In Antoine-François Callet’s
Tableau allégorique du 18 Brumaire
(Allegorical painting of 18 Brumaire), for example, the forces of light drive away the forces of darkness.
90
At the bottom of the painting, one can see a boat that is meant to be, according to the description in the catalogue of the Salon for that year, ‘the vessel of State’ arriving in port. This was a reference to the plebiscite of February 1800, which legitimated Brumaire (see below). On board the vessel one can see a number of the best-known pieces of art pillaged from Italy – the Horses of St Mark, the
Laocoön
, the
Apollo of Belvedere
, the
Transfiguration
by Raphael – next to which are piles of enemy flags. France is represented by a woman holding an olive branch and supported by fifteen
Renommées
(figures of Renown) that represent the armies of the Republic. Especially prominent is a figure in Egyptian headdress standing in for the Army of Egypt (which Bonaparte had commanded in 1798–9). One art historian has suggested that these two combined figures represent Bonaparte. It is possible; peace and the army are together, so to speak. One should not forget that on the eve of Brumaire – an allusion to which can be seen in the sign of Sagittarius depicted in the sky – Bonaparte declared, ‘I alone am the representative of the people.’ In other words, Bonaparte and the people are one, and the government, embodied in the Hercules-like figure in the foreground holding a
fasces
– representing the departments of France – resting on a rock, is below France/Bonaparte. Beneath the foot of Hercules/the government are the enemies of peace and order, including a leopard symbolizing Great Britain. The people and democracy are thus portrayed in an inferior position to Bonaparte.
91

 

Antoine-Francois Callet,
Tableau allégorique du 18 Brumaire an VIII ou La France sauvée
(Allegorical painting of 18 Brumaire year VIII or France is saved), 1800. The painting was executed in the weeks following Brumaire, and then presented in a larger format at the Salon of 1801.

 

Given the effort the new regime put into convincing people that France had been on the brink of collapse, it is hardly surprising that it became the dominant interpretation. ‘Those who have not lived through the epoch of which I speak’, wrote the Duc de Broglie many years later of the period before Brumaire, ‘can form no idea of the profound misery into which France fell.
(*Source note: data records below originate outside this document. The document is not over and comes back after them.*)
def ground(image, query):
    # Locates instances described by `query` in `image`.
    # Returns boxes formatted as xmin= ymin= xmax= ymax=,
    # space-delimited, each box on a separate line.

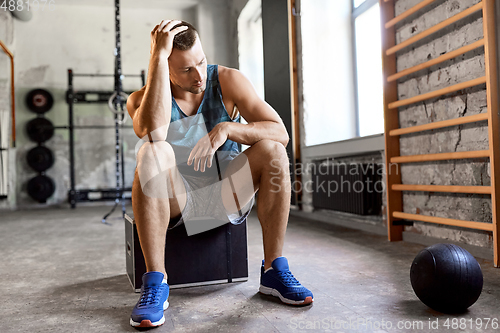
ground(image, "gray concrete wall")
xmin=1 ymin=1 xmax=236 ymax=209
xmin=228 ymin=0 xmax=250 ymax=69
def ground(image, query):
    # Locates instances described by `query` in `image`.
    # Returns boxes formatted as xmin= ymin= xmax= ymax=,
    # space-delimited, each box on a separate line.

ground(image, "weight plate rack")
xmin=25 ymin=88 xmax=56 ymax=203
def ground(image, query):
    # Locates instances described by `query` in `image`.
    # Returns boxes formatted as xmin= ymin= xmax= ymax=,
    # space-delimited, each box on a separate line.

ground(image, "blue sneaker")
xmin=259 ymin=257 xmax=314 ymax=305
xmin=130 ymin=272 xmax=170 ymax=328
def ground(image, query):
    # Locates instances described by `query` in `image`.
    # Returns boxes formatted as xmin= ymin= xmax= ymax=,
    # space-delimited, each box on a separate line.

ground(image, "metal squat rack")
xmin=63 ymin=70 xmax=145 ymax=209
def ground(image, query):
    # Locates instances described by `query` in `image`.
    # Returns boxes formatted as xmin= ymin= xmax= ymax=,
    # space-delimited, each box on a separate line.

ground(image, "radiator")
xmin=311 ymin=162 xmax=382 ymax=215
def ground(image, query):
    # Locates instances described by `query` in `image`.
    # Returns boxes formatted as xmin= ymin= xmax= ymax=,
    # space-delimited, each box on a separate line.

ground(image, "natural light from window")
xmin=301 ymin=0 xmax=356 ymax=146
xmin=353 ymin=0 xmax=367 ymax=8
xmin=237 ymin=0 xmax=264 ymax=150
xmin=354 ymin=3 xmax=384 ymax=137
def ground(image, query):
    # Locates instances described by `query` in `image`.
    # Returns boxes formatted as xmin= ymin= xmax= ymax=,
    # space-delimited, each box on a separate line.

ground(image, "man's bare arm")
xmin=219 ymin=67 xmax=289 ymax=147
xmin=127 ymin=20 xmax=187 ymax=141
xmin=219 ymin=121 xmax=289 ymax=147
xmin=127 ymin=56 xmax=170 ymax=140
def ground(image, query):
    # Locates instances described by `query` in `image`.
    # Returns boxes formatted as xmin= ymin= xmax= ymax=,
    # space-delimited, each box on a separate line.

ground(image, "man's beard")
xmin=187 ymin=85 xmax=205 ymax=94
xmin=176 ymin=81 xmax=205 ymax=94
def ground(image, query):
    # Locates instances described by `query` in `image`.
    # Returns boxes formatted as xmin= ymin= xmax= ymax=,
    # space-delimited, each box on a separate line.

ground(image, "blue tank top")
xmin=166 ymin=64 xmax=240 ymax=177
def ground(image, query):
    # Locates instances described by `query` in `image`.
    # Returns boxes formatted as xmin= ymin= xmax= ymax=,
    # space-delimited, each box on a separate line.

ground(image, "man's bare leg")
xmin=132 ymin=141 xmax=187 ymax=278
xmin=222 ymin=139 xmax=313 ymax=305
xmin=222 ymin=139 xmax=291 ymax=270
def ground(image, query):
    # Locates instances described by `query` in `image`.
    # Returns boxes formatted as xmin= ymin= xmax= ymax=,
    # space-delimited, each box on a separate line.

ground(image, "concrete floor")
xmin=0 ymin=205 xmax=499 ymax=333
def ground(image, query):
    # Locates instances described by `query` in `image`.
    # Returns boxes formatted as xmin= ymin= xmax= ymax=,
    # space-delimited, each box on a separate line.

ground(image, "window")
xmin=301 ymin=0 xmax=356 ymax=146
xmin=353 ymin=0 xmax=384 ymax=137
xmin=237 ymin=0 xmax=264 ymax=150
xmin=353 ymin=0 xmax=368 ymax=8
xmin=238 ymin=0 xmax=265 ymax=101
xmin=300 ymin=0 xmax=384 ymax=147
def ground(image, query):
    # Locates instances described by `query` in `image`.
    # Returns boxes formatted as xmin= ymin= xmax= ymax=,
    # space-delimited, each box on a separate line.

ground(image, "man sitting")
xmin=127 ymin=20 xmax=313 ymax=328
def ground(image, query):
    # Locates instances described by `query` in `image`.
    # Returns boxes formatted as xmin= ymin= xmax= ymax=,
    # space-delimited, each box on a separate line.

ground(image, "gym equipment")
xmin=26 ymin=146 xmax=54 ymax=172
xmin=123 ymin=128 xmax=250 ymax=288
xmin=26 ymin=89 xmax=54 ymax=114
xmin=124 ymin=212 xmax=248 ymax=290
xmin=26 ymin=117 xmax=55 ymax=143
xmin=410 ymin=243 xmax=483 ymax=313
xmin=25 ymin=89 xmax=56 ymax=202
xmin=63 ymin=0 xmax=145 ymax=211
xmin=102 ymin=0 xmax=126 ymax=223
xmin=108 ymin=91 xmax=129 ymax=125
xmin=381 ymin=0 xmax=500 ymax=267
xmin=64 ymin=71 xmax=142 ymax=209
xmin=107 ymin=92 xmax=129 ymax=115
xmin=9 ymin=5 xmax=33 ymax=21
xmin=27 ymin=175 xmax=55 ymax=203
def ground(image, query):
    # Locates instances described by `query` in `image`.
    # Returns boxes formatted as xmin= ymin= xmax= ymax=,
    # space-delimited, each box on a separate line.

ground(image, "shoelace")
xmin=276 ymin=270 xmax=301 ymax=286
xmin=138 ymin=285 xmax=164 ymax=307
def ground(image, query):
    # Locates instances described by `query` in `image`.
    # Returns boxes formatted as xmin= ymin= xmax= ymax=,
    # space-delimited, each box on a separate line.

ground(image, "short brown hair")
xmin=172 ymin=21 xmax=198 ymax=51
We were plunging back under full sail into the abyss of the Terror without a gleam of consolation or hope.’
92
People came to assume that Bonaparte alone had pulled France out of the morass into which the Revolution and especially the Directory had plunged the country.
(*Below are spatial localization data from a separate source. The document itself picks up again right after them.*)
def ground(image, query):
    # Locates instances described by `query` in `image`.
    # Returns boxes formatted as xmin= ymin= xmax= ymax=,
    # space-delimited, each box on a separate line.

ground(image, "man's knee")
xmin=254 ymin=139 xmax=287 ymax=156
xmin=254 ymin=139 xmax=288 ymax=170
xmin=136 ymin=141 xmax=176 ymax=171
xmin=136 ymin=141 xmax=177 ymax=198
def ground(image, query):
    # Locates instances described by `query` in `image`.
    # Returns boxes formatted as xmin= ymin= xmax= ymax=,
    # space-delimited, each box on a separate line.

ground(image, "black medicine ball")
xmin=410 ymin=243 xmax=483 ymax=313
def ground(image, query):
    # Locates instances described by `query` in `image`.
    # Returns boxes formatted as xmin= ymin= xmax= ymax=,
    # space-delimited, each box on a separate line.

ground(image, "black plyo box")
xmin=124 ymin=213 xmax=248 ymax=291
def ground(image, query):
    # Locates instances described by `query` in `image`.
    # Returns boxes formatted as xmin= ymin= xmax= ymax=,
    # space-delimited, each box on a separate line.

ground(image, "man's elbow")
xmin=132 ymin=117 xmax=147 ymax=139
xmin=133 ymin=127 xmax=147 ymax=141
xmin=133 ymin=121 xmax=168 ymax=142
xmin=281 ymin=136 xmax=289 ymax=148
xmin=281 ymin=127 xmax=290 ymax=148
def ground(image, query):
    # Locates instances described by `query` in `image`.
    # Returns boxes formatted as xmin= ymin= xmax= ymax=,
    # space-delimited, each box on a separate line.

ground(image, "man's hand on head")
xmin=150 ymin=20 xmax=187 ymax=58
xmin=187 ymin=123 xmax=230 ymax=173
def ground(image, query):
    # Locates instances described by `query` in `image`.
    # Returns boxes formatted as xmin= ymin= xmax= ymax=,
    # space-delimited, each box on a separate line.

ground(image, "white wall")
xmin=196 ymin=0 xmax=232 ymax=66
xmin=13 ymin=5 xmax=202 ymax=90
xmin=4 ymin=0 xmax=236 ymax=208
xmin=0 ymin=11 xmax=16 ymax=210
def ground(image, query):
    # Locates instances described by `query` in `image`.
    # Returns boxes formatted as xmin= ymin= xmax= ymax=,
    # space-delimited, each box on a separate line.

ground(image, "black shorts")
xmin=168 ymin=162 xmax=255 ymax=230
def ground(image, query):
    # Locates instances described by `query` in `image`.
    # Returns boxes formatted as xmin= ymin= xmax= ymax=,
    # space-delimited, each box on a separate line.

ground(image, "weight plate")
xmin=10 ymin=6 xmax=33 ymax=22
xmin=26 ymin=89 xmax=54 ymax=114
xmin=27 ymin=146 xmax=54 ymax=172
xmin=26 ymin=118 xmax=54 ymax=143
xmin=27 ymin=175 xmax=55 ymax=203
‘The End of our Suffering’

Article 95 of the new Constitution indicated that a plebiscite would take place, in keeping with the practice adopted by the revolutionaries in 1793 and again in 1795. Bonaparte insisted on implementing the measure, against the advice of Sieyès, and justified his decision by citing the pre-revolutionary philosopher Rousseau: any law that was not ratified by the people was null and void. The plebiscite was a genuine attempt to consult the people, but it was also a political strategy to cut the ground from under the feet of the opposition.